The Electricity Authority (EA) is consulting on changes to the way electricity transmission is charged by Transpower. These changes could mean significant increases to the electricity bills of people in the Far North.
The proposed increases are from $4.76m/yr currently, to $12.95m/yr, $12.85m/yr or $12.77m/yr depending on the option. The EA says this will increase the transmission component of Far North customer bills by as much as $266 a year, or 172 percent.
One of the alternatives on offer would be to increase transmission prices on future infrastructure investments only. This would keep pricing at the status quo and would be Top Energy’s preferred option. However in their consultation document the EA says that this option is “the outer bound of the continuum of transition options”. In other words – their least preferred option.
Having reviewed the various options proposed by EA, and now having met with the Authority, Top Energy remains extremely concerned. The company feels that the Far North could be given an extremely raw deal. The increases under consideration call for its customers to subsidise the investment that has gone into keeping the lights on in Auckland by boosting and upgrading that city’s transmission infrastructure.
The EA is striving for a fair transmission pricing regime. Top Energy does not believe that changing the rules retrospectively is fair and has said consistently that any new pricing regime should apply to future investments only.
With planned growth of local generation at Ngawha it would be cheaper for Top Energy to by-pass the current Transpower transmission system and feed its power directly down to Northpower’s customers.
“We fear that if these increases are introduced, many in our communities will be tipped into fuel poverty. And it’s a huge step back for the efforts to encourage commercial investment in our region.
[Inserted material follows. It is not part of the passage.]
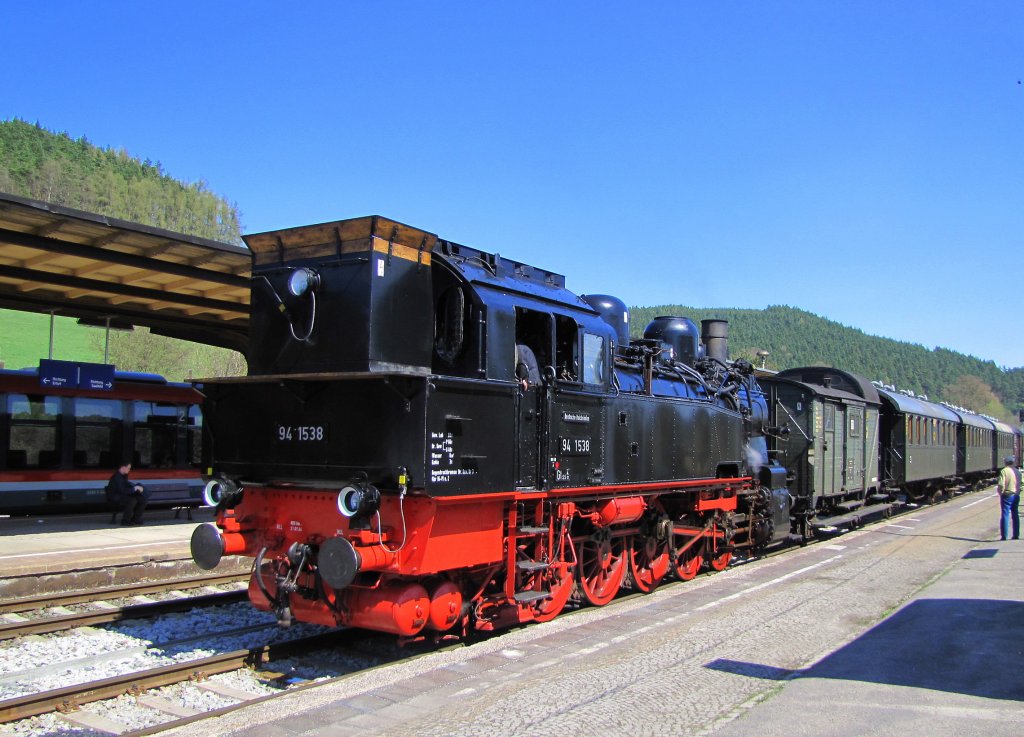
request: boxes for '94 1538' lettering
[558,437,590,456]
[275,425,327,442]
Our communities need economic stimuli, not greater operating costs for business,” said Top Energy chief executive Russell Shaw.
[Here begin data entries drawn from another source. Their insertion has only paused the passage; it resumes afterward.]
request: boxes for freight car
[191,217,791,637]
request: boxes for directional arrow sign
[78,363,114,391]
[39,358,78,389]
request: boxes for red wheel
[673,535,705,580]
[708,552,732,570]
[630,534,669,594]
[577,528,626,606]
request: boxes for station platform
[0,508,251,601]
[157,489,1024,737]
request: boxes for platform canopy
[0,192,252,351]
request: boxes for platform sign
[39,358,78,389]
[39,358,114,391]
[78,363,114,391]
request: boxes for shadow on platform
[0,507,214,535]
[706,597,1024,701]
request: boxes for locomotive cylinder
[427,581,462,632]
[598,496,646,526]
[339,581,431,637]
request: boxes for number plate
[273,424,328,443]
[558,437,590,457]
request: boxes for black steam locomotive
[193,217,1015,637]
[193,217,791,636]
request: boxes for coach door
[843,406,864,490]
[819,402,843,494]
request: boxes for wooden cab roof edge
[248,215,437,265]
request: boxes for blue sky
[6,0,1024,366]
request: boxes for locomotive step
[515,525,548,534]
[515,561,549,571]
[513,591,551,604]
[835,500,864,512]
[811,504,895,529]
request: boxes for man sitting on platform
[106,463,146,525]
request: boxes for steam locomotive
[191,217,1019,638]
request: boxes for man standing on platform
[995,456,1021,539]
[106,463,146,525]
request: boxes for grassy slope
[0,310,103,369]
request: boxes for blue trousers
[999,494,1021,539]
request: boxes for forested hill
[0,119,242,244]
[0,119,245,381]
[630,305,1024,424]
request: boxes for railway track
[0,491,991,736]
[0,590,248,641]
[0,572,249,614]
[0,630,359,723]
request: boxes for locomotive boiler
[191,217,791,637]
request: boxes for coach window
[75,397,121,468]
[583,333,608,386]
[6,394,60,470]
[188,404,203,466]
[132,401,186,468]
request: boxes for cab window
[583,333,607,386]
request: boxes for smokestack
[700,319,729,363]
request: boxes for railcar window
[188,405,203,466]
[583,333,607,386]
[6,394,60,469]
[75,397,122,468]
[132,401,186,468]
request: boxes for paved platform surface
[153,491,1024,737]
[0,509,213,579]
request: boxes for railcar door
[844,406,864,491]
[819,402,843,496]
“For years we have been upgrading our network at a prudent and sustainable pace. This has included buying the transmission assets at Kaikohe and Pamapuria and the line that connects them. We have already made investments to replace these aged assets that were long overdue. But we have done this while capping our price increases to amounts that we felt our customers could afford – levels that were significantly below what we were allowed to charge by our regulator.
“We have taken responsible decisions reflecting the priorities of our communities and adopted innovative solutions to deal with supply issues instead of throwing money at them.”
If these options are adopted by the EA they will undo this prudent approach and hit Top Energy’s customers with a massive financial penalty reflecting the investment that has gone predominantly into somebody else’s electricity infrastructure, Mr Shaw said.
Top Energy will be submitting in the strongest terms as part of the EA’s consultation process and is calling on its customers to do the same.